RTypes

RTypes is a library which helps automatically create a verification function for a given user type. The function can be used to check the shape of the data after de-serialisation or in unit-tests.

Let’s suppose we have a type

@type t :: 0..255

and we have a value x. To ensure that our value corresponds to the type t we can use the function

def is_t(x) when is_integer(x) and x >= 0 and x <= 255

Now, if we have a compound type

@type list_of_ts :: [t]

and a value xs, we can use is_list/1 guard on xs and then ensure that all elements of the list conform to t. And if we have a more complex structure

@type state(a, b) :: %{key1: {a, b}, key2: list_of_ts()}

and a value s, we can check that s is a map which has keys key1 and key2, apply the logic above for the value of key2 and for any concrete types a and b we can check that he value of key1 is a tuple of length 2 and its elements conform to a and b respectively.
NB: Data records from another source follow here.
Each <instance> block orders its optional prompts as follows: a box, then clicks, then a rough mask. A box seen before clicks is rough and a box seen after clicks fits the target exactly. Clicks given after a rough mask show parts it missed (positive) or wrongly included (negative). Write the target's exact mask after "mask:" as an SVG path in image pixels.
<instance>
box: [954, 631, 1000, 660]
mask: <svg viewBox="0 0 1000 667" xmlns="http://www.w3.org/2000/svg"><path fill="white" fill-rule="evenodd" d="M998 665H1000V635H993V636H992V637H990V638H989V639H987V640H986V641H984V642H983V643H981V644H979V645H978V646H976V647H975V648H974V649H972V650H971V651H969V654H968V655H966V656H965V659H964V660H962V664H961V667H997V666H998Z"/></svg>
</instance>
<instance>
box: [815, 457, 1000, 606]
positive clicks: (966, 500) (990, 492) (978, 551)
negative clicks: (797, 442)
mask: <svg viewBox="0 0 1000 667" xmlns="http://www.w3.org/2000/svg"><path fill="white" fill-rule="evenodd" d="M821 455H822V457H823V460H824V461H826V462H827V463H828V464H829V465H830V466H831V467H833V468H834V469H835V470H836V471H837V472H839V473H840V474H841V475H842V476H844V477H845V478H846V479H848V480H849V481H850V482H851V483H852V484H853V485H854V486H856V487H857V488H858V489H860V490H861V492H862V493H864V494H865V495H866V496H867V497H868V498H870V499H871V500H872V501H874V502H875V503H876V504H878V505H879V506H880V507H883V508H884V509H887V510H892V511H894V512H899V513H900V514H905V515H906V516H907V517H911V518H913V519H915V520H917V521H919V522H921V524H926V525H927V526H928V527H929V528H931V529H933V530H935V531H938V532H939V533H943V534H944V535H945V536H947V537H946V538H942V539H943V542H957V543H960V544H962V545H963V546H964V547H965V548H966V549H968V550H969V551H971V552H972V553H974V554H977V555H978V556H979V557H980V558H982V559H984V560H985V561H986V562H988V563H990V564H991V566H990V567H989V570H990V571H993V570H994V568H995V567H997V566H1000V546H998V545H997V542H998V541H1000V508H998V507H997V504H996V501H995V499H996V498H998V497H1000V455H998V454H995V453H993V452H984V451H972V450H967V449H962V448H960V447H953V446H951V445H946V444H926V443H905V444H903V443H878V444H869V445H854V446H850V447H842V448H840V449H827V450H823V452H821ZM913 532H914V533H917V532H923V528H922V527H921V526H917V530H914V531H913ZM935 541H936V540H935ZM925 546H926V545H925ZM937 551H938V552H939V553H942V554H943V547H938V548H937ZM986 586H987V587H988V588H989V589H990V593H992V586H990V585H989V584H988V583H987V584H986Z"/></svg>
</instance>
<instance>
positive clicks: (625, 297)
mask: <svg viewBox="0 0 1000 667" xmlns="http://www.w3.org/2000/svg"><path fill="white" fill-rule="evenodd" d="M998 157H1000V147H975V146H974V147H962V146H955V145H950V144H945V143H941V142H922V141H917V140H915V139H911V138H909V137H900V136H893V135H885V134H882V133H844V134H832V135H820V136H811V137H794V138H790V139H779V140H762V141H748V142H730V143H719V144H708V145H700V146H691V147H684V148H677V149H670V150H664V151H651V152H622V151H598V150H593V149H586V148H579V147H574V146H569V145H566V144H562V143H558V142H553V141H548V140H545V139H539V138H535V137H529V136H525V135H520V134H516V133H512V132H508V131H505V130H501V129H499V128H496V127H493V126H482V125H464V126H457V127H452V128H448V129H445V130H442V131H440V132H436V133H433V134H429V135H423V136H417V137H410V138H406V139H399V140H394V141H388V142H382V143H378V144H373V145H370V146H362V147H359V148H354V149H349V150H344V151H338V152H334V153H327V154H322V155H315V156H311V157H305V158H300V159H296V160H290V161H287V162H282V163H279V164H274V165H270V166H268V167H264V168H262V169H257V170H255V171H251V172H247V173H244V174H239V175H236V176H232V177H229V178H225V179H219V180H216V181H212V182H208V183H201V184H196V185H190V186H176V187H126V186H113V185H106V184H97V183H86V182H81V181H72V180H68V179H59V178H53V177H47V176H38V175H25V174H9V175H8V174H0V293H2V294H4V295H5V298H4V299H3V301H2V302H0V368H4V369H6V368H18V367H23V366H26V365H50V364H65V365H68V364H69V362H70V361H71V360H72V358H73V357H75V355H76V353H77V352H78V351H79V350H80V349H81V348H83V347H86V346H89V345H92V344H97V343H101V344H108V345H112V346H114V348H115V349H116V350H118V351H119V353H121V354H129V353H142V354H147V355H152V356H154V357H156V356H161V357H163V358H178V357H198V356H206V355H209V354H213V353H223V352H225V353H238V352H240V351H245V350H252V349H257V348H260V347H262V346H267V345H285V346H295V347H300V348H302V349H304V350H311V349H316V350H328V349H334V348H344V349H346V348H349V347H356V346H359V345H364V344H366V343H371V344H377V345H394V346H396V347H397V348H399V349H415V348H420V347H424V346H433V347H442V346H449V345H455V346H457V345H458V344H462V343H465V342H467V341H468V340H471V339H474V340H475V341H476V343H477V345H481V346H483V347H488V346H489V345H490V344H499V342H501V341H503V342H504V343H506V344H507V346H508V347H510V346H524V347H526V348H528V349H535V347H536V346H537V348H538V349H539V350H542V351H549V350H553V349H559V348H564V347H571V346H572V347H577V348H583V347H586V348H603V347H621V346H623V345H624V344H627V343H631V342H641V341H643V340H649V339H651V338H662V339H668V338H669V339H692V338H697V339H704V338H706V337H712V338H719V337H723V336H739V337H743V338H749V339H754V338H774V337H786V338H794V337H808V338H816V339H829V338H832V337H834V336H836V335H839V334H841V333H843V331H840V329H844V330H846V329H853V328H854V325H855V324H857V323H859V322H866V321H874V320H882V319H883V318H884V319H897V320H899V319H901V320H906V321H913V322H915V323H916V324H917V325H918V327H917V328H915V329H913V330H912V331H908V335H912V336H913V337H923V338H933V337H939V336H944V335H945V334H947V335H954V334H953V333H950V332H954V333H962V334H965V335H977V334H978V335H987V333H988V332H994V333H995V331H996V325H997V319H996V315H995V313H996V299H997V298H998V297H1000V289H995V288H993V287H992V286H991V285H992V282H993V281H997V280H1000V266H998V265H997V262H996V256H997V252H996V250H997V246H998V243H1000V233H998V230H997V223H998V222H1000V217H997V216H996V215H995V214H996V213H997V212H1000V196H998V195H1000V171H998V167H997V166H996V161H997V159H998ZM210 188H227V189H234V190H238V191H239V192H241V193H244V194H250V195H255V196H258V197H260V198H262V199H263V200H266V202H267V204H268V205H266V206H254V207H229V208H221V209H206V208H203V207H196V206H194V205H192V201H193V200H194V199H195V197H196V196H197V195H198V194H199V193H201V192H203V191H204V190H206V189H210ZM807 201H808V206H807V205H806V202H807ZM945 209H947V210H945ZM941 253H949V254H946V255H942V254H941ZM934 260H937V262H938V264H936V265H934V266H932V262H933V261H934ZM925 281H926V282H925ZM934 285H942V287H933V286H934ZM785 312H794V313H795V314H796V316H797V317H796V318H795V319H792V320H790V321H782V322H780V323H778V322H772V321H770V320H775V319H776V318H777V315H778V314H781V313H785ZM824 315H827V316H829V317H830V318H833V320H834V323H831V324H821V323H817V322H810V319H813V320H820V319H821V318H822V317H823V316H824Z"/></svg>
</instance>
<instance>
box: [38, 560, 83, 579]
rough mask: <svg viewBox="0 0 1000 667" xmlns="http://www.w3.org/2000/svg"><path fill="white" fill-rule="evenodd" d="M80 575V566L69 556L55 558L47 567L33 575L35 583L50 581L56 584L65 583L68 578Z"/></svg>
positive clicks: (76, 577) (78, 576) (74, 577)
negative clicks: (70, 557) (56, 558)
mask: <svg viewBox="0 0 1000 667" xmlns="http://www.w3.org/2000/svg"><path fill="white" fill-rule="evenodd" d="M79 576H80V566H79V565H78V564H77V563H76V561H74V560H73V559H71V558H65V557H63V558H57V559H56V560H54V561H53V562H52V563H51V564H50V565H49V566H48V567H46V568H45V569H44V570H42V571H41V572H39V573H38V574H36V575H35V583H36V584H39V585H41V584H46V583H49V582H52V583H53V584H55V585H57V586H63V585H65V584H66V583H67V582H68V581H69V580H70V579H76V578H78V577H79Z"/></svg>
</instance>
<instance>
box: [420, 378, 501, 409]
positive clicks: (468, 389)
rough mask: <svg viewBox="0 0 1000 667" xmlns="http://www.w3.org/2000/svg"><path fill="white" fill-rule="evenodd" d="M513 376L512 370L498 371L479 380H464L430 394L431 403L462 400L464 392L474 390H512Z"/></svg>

So we just recursively apply those checks.

That’s the gist of it.

Usage

The library defines derive/1 macro and derive/3 function which can be used to derive a run-time checker for the given type. The checker function either returns true or throws an exception explaining what went wrong.

derive/1 macro

  iex> require RTypes
  iex> is_port_number = RTypes.derive(:inet.port_number())
  iex> is_port_number.(8080)
  true

Note that the macro expects the argument as in module.type(arg1, arg2). That is a module name followed by . and the type name, followed by type parameters enclosed in parenthesis.

derive/3 function

The function expects a module

  iex> is_keyword_list = RTypes.derive(Keyword, :t, [{:type, 0, :pos_integer, []}])
  iex> is_keyword_list.(key1: 4, key2: 5)
  true

Implementation

The generated function is essentially a walk-the-tree interpreter of the expanded AST that represents the type. However, instead of evaluating the expression it applies a specific clause of the checker function.